Mire Shade’s ability’s casting cost is way too high for its reward. If it could be activated at any time then it’d at least work as a way to dump your Swamps somewhere in case of some mass land destruction, but it sadly isn’t.

#30. Zof Shade

Zof Shade

The boosting ability’s cost on Zof Shade is higher than the one on other shades. It does double the boost, but it’s usually preferable to have a smaller boost for a lower cost.

#29. Veiled Shade

Veiled Shade

There isn’t too much that can be said about Veiled Shade. It’s a decent card for set filler.

#28. Nightwing Shade

Nightwing Shade

Nightwing Shade has a slightly higher mana value than other shades, but having flying along with the booster ability gives it a more concrete advantage.

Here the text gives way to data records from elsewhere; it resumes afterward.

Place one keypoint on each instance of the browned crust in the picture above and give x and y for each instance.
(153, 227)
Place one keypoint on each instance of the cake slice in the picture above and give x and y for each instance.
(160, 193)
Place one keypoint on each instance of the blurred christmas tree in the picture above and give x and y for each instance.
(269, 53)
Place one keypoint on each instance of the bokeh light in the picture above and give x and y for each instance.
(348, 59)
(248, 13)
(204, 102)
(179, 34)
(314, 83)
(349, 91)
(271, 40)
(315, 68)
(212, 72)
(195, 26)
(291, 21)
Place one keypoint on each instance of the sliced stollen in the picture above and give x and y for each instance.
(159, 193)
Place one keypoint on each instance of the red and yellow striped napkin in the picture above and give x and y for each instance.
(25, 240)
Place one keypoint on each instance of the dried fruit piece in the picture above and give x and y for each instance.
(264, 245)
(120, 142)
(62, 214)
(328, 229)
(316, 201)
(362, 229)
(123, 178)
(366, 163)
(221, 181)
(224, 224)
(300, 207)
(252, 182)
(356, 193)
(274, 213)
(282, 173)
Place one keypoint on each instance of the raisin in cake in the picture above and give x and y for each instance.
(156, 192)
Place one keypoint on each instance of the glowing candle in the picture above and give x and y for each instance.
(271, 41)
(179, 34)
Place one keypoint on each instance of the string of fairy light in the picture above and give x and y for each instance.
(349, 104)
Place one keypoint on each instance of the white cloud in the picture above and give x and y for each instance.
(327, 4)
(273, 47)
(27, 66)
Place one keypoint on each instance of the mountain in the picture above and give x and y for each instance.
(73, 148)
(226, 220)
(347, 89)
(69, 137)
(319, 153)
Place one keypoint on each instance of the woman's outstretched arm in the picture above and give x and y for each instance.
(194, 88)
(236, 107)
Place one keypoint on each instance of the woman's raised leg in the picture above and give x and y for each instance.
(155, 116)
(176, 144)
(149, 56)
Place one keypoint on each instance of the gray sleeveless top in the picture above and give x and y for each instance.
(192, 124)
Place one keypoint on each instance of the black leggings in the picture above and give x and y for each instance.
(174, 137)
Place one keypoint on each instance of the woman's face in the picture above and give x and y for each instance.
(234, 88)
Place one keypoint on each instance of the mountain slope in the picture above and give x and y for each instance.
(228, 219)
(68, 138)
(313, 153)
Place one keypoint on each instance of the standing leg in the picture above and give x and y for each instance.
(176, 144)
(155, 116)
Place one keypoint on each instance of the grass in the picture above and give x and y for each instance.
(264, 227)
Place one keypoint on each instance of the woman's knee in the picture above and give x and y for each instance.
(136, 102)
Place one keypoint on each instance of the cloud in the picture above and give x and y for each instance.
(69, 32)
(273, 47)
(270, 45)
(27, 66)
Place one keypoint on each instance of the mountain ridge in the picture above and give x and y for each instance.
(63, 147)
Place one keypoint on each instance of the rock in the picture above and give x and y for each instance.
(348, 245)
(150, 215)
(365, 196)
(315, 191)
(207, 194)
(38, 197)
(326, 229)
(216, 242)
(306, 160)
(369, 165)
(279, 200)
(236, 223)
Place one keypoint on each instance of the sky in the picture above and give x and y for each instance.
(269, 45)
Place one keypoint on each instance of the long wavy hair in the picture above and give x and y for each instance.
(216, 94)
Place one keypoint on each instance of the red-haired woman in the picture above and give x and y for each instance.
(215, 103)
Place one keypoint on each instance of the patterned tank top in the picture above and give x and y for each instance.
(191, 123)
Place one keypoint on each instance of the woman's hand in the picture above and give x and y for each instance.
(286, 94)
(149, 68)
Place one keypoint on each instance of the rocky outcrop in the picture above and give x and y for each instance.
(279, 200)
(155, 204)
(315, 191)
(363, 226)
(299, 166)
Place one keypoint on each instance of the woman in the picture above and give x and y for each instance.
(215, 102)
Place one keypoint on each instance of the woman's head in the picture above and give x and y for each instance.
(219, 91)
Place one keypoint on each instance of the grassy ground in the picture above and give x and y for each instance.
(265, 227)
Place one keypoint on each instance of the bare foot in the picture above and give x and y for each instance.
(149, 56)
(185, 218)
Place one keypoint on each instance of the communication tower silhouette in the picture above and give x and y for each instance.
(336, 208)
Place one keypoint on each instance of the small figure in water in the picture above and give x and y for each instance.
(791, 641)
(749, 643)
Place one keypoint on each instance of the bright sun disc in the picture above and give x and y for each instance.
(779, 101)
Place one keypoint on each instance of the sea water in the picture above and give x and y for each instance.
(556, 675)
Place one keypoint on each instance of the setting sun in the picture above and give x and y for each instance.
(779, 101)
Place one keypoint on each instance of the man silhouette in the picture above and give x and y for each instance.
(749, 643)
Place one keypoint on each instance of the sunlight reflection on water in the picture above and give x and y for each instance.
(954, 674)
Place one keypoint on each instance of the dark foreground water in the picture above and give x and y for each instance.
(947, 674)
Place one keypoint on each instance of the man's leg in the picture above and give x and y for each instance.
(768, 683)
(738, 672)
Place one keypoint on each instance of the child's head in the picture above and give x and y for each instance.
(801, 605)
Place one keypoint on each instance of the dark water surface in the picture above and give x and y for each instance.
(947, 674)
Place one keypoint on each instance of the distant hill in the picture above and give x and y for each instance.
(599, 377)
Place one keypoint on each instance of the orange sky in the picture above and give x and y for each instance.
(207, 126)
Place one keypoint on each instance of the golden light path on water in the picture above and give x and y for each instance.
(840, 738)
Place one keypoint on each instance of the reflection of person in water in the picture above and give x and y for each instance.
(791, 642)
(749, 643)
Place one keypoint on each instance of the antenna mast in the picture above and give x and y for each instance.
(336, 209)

#27. Hoar Shade + Fetid Horror

These two cards share the spot since they’re essentially the same card. Neither Hoar Shade nor Fetid Horror are particularly powerful, but they have a better cost-to-power ratio than some of the previous shades.

#26. Undercity Shade

Undercity Shade

Undercity Shade has a pretty high mana value, but its boost ability has a lower cost, which makes it a bit more interesting paired with fear.

#25. Tattered Apparition

Tattered Apparition

Tattered Apparition is basically a better Nightwing Shade thanks to costing one less mana.

#24. Shade of Trokair

Shade of Trokair

Shade of Trokair is basically a planar-shifted version of Hoar Shade and Fetid Horror. The thing that puts it ahead is its suspend ability, which makes it slightly more viable in white decks.

#23. Nakaya Shade

Nakaya Shade

I mostly think Nakaya Shade’s ability can be interesting as a way to force your opponents to waste their mana if you play it right.

#22. Slithering Shade

Slithering Shade

There are enough decks out there that keep their hands empty consistently enough that playing Slithering Shade might be worth it. And while it’s not a great defender it’s not the worst out there either.

#21. Looming Shade

Looming Shade

Looming Shade is another example of an archetypical shade. Its lower ability cost gives it an advantage over similar previous entries.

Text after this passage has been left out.